Miss Violence – Alexandros Avranas
Era uno dei film più oscuri, di cui si sapeva meno e su cui i riflettori non si sono posati durante l’attesa dell’esordio, tant’è che erano parecchi i posti in Sala Grande vuoti ieri sera alla prima in presenza del cast e del regista, ma Miss Violence del greco Alexandros Avranas è finora la sorpresa del concorso principale, tra i titoli migliori visti finora, accolto con un lungo applauso a fine proiezione.
Miss Violence si apre con una festa di compleanno, l’undicesimo della piccola Angelica, la sua famiglia è composta da altri due bambini più piccoli, una ragazza appena adolescente, una giovane donna e una coppia di cinquantenni. Tra i balli e la torta, Angelica si avvicina alla finestra, guarda fuori, si siede sul davanzale, si butta giù. Dopo questo micidiale incipit il film si addentra pian piano nell’abisso, scoprendo gradualmente le ragioni del gesto apparentemente insensato della bambina in un crescendo di efferatezze visive, emozionali, morali.

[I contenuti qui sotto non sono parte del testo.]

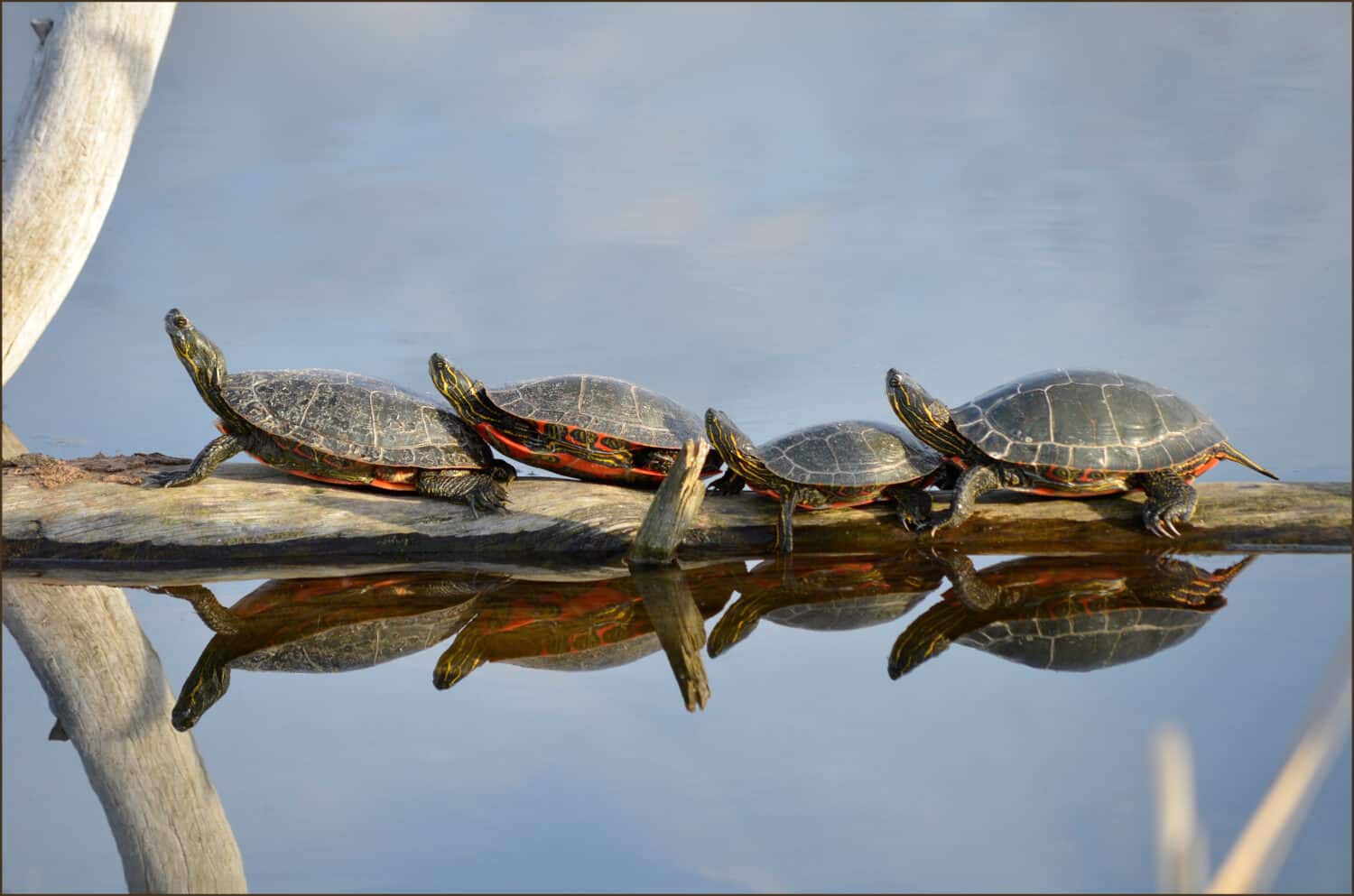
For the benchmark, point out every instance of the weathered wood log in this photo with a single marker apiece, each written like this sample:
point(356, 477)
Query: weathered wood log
point(248, 516)
point(89, 84)
point(673, 508)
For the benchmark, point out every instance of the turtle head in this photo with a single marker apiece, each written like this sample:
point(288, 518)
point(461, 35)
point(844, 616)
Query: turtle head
point(205, 687)
point(465, 394)
point(925, 414)
point(199, 355)
point(737, 449)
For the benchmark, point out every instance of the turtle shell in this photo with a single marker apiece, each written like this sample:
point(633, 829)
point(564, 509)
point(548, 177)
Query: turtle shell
point(603, 405)
point(1086, 420)
point(355, 417)
point(849, 452)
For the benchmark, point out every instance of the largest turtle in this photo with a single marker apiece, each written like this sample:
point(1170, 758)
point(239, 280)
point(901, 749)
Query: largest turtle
point(1071, 432)
point(335, 427)
point(587, 427)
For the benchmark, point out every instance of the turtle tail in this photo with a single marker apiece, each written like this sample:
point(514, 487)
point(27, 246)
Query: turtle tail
point(1227, 452)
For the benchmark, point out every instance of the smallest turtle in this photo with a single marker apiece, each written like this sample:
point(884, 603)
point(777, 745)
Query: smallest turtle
point(839, 465)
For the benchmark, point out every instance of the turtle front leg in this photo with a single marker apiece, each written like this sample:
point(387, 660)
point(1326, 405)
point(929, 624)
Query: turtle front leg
point(217, 451)
point(728, 484)
point(785, 525)
point(913, 506)
point(473, 489)
point(974, 484)
point(1170, 500)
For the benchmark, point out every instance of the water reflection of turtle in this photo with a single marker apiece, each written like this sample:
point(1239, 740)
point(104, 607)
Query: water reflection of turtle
point(598, 624)
point(321, 625)
point(1069, 614)
point(826, 593)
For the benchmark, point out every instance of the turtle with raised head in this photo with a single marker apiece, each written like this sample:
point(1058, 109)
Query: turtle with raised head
point(335, 427)
point(845, 463)
point(1071, 433)
point(1069, 614)
point(587, 427)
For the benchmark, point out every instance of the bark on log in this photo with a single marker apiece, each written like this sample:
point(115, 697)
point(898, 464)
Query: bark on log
point(89, 84)
point(248, 516)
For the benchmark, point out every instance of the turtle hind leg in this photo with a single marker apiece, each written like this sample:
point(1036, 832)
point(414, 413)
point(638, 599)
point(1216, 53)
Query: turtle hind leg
point(217, 451)
point(476, 489)
point(913, 506)
point(1170, 500)
point(974, 484)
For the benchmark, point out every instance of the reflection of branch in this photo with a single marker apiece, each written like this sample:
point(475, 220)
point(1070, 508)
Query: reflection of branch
point(1264, 844)
point(1261, 847)
point(1181, 846)
point(108, 692)
point(89, 83)
point(680, 627)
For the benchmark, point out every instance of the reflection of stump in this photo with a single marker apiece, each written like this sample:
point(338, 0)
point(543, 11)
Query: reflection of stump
point(682, 631)
point(108, 692)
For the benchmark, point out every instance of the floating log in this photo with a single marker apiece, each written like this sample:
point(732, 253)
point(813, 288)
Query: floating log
point(251, 517)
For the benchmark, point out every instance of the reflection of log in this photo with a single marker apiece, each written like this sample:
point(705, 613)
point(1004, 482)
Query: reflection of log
point(110, 696)
point(89, 83)
point(108, 692)
point(682, 630)
point(248, 514)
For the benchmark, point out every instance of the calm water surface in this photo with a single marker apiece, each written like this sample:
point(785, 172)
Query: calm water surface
point(763, 213)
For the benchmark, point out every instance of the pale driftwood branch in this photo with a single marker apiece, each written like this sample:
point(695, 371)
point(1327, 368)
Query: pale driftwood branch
point(111, 698)
point(108, 692)
point(673, 508)
point(251, 516)
point(680, 627)
point(89, 84)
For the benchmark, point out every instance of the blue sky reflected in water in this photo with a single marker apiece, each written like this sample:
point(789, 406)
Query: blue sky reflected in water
point(969, 192)
point(810, 769)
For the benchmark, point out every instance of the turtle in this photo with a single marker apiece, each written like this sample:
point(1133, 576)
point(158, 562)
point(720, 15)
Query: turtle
point(825, 593)
point(845, 463)
point(1069, 614)
point(593, 624)
point(321, 625)
point(1072, 433)
point(335, 427)
point(596, 428)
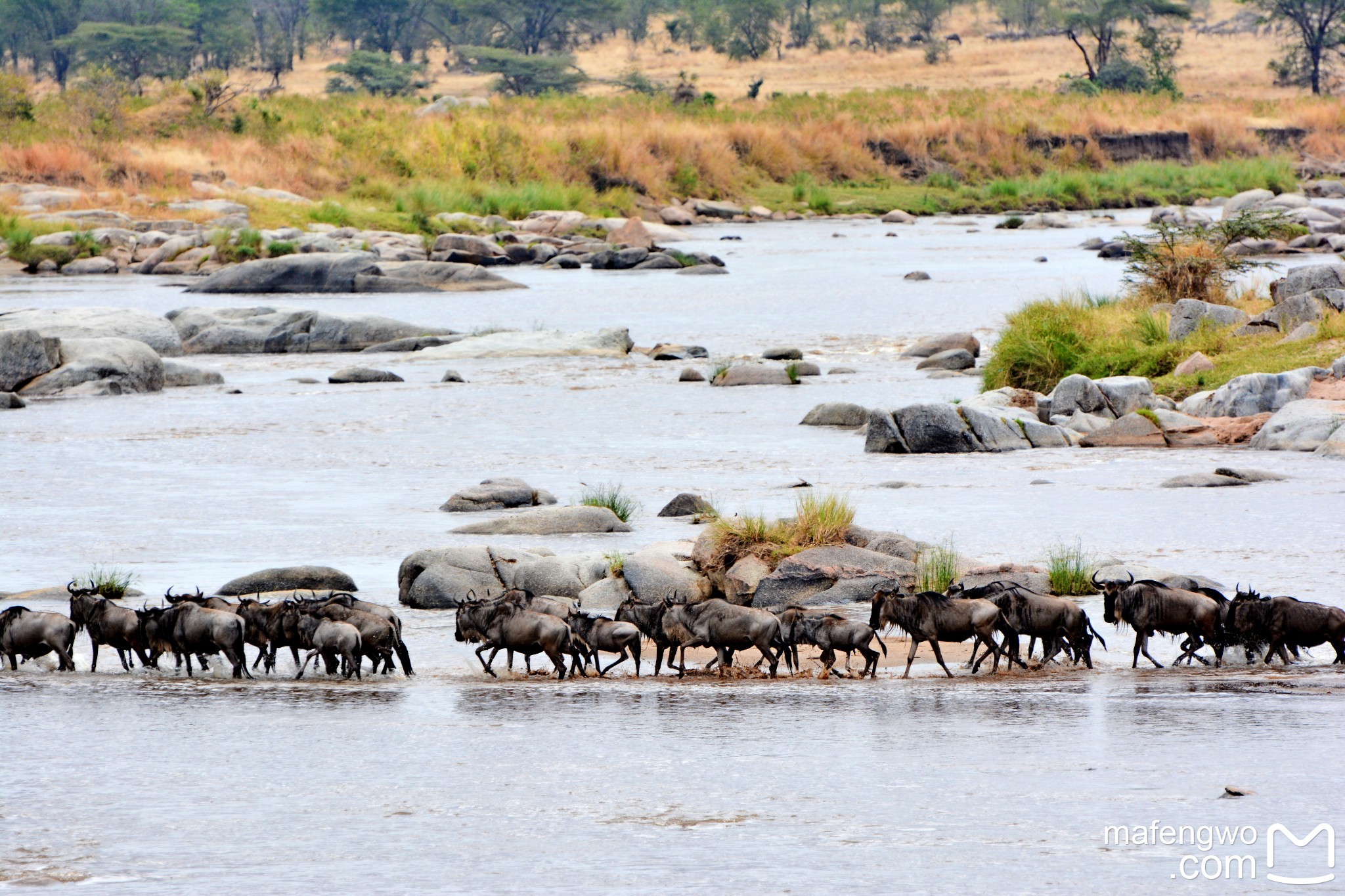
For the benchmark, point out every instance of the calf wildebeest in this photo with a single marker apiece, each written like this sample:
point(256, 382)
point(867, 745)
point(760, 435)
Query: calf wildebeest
point(666, 625)
point(834, 633)
point(505, 625)
point(609, 636)
point(1057, 621)
point(347, 599)
point(106, 624)
point(187, 629)
point(331, 640)
point(726, 626)
point(35, 634)
point(937, 617)
point(1149, 606)
point(1286, 622)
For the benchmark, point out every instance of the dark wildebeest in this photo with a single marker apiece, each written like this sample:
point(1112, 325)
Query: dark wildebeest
point(834, 633)
point(330, 640)
point(1057, 621)
point(666, 625)
point(609, 636)
point(1286, 622)
point(35, 634)
point(1151, 606)
point(726, 626)
point(108, 624)
point(505, 625)
point(347, 599)
point(937, 617)
point(187, 628)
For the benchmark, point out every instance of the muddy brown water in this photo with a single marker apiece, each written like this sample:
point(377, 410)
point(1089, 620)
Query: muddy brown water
point(454, 782)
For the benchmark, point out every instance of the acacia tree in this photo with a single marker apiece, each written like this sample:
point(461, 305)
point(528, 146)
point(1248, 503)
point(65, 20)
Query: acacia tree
point(1102, 20)
point(1320, 30)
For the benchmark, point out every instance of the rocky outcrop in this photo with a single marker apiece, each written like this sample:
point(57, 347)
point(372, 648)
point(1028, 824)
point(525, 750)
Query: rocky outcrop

Raro è trovarsi di fronte a un’opera che così poco lascia in pace lo spettatore, che lo mette di fronte a un orrore insostenibile non tanto per ciò che viene mostrato dalla macchina da presa ma per il fuori campo, l’immaginato e l’indiziario, il ricostruito a posteriori, il temuto e infine verificato. Suggerisce e stimola una sceneggiatura che si nasconde, che tiene il basso profilo, che è avara di fatti chiari e distinti: per buona metà del film si può solo intuire dove si andrà a parare, non si riesce a comprendere le dinamiche di una famiglia in cui banalmente si fa fatica a capire chi sia figlio/padre/fratello di chi. Ma tutto si tiene e (quasi) tutto si spiega, ed è perturbante la conoscenza e perturbante il dubbio, la promessa e infine la suggerita negazione di un lungamente agognato finale risolutivo.

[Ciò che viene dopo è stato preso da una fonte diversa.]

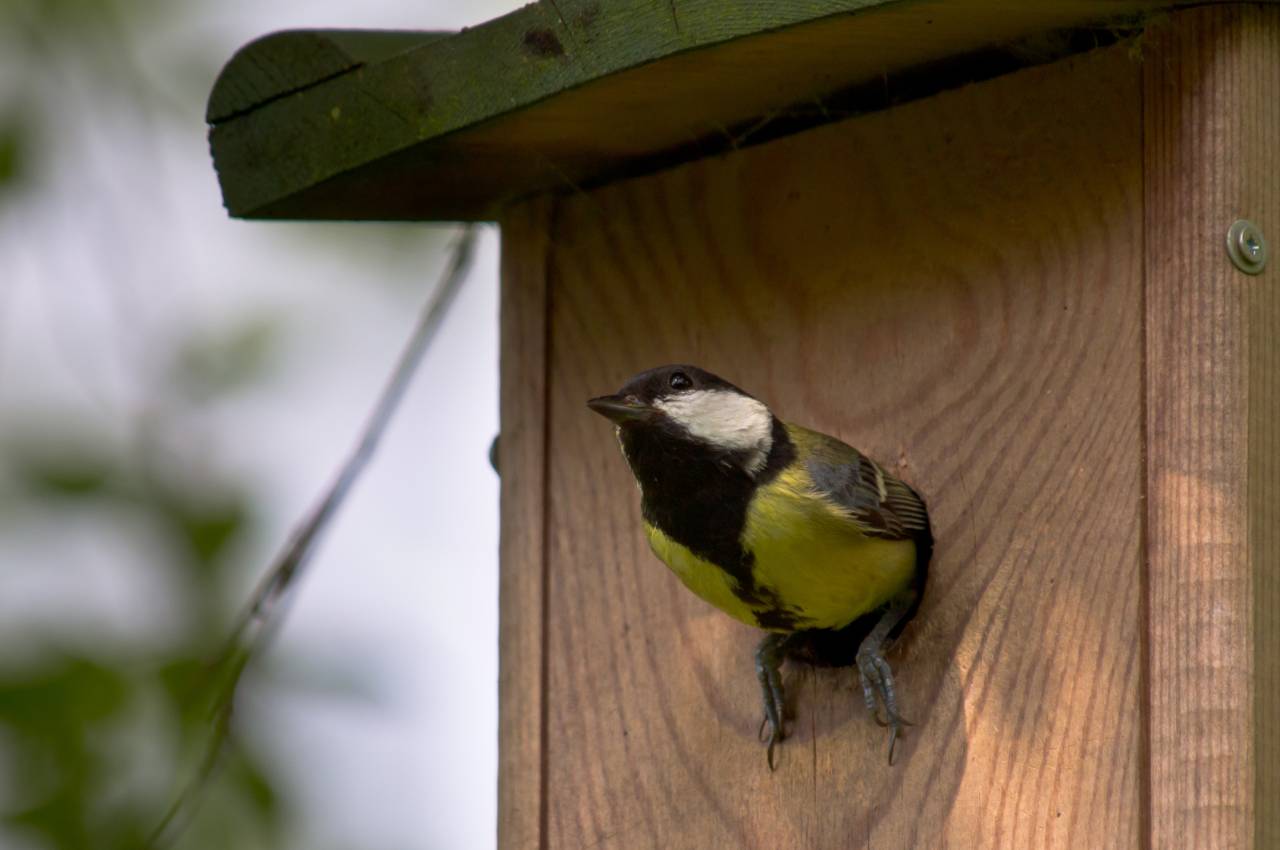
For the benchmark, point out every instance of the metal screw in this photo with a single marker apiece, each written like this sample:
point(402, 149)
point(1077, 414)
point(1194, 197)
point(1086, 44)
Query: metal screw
point(1247, 247)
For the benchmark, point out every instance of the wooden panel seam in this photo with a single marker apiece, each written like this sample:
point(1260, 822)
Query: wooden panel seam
point(522, 577)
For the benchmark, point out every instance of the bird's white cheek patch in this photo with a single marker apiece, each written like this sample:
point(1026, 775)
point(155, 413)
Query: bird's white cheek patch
point(725, 419)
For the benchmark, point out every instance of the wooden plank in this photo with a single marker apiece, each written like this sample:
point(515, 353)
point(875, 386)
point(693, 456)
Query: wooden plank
point(1212, 154)
point(521, 462)
point(561, 94)
point(282, 63)
point(955, 287)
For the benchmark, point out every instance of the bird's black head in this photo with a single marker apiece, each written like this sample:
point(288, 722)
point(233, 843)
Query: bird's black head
point(673, 411)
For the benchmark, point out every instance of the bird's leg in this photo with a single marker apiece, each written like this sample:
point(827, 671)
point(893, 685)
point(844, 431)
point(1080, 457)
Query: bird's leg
point(876, 673)
point(768, 670)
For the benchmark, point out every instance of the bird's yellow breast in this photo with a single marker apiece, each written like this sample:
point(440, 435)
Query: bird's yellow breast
point(805, 552)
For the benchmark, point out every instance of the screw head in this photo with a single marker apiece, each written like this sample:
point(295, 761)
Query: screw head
point(1247, 247)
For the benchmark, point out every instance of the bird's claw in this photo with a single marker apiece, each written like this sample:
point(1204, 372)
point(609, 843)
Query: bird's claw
point(768, 662)
point(878, 691)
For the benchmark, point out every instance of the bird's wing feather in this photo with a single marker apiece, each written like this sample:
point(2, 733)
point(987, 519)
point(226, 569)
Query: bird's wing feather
point(881, 505)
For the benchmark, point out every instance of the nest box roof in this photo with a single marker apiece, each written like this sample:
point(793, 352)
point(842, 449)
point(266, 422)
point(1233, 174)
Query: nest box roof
point(561, 94)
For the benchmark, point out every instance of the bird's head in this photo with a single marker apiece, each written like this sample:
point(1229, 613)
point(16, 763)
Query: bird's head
point(689, 407)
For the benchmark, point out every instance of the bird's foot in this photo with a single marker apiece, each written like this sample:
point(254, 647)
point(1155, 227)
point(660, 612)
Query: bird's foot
point(878, 691)
point(768, 671)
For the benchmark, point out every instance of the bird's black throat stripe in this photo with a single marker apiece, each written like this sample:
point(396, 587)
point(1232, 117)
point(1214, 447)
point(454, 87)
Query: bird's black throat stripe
point(696, 494)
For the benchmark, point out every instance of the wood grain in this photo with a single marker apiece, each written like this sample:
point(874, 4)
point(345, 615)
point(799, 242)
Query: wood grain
point(954, 287)
point(522, 465)
point(1212, 155)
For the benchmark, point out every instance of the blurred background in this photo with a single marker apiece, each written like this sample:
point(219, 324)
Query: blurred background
point(176, 389)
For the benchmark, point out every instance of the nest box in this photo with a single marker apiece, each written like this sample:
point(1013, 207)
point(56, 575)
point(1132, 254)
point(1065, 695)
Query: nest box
point(987, 241)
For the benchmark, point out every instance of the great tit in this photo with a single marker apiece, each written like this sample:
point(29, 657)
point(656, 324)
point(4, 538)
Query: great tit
point(776, 525)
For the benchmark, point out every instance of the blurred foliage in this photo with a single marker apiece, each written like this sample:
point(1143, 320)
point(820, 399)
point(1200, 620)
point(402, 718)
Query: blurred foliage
point(72, 718)
point(96, 736)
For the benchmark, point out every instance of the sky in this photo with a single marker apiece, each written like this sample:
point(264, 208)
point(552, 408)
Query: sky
point(126, 248)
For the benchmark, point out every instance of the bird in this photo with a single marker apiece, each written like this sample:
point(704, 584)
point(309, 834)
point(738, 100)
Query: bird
point(780, 526)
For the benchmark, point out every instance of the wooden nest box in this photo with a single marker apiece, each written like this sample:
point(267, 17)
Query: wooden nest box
point(986, 241)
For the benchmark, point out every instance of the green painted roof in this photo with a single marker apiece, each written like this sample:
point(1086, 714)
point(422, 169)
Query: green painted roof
point(334, 124)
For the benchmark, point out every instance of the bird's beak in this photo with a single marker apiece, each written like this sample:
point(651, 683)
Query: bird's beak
point(621, 408)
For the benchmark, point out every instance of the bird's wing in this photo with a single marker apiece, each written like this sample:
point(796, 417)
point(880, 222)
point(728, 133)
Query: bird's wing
point(881, 505)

Tutto ciò non avrebbe potuto funzionare se non fosse stato sostenuto da un progetto di messa in scena solida, da una regia calibrata e sicura. Senza una maiuscola prova registica, questo film avrebbe potuto essere solo un altro gratuito e non necessario film maledetto, programmaticamente efferato, un film dallo scandalo telefonato buono per le polemichette da quattro soldi che tanto piacciono alla nostra stampa generalista. Ma Avranas è regista da applausi a scena aperta, già magistrale nella direzione della prima, decisiva, sequenza; poi adotta uno stile inquieto e variabile, fermo restando l’ordine e il gusto per la simmetria nella costruzione delle inquadrature. Tanta camera fissa alternata a intere sequenze in cui la macchina si muove vorticosamente, stringe su volti stravolti o apatici, ruota intorno ai personaggi e dà allo spettatore la scomoda impressione di esserci anche lui, dentro quel triste appartamento greco. Summa assoluta di quest’opera è la scena della visita degli assistenti sociali, un unico piano sequenza di dieci minuti che va a spiare tutto l’appartamento seguendo cinque diversi personaggi e vale da solo un Leone d’Argento alla Miglior regia.
Miss Violence è tanto terribile quanto imperdibile.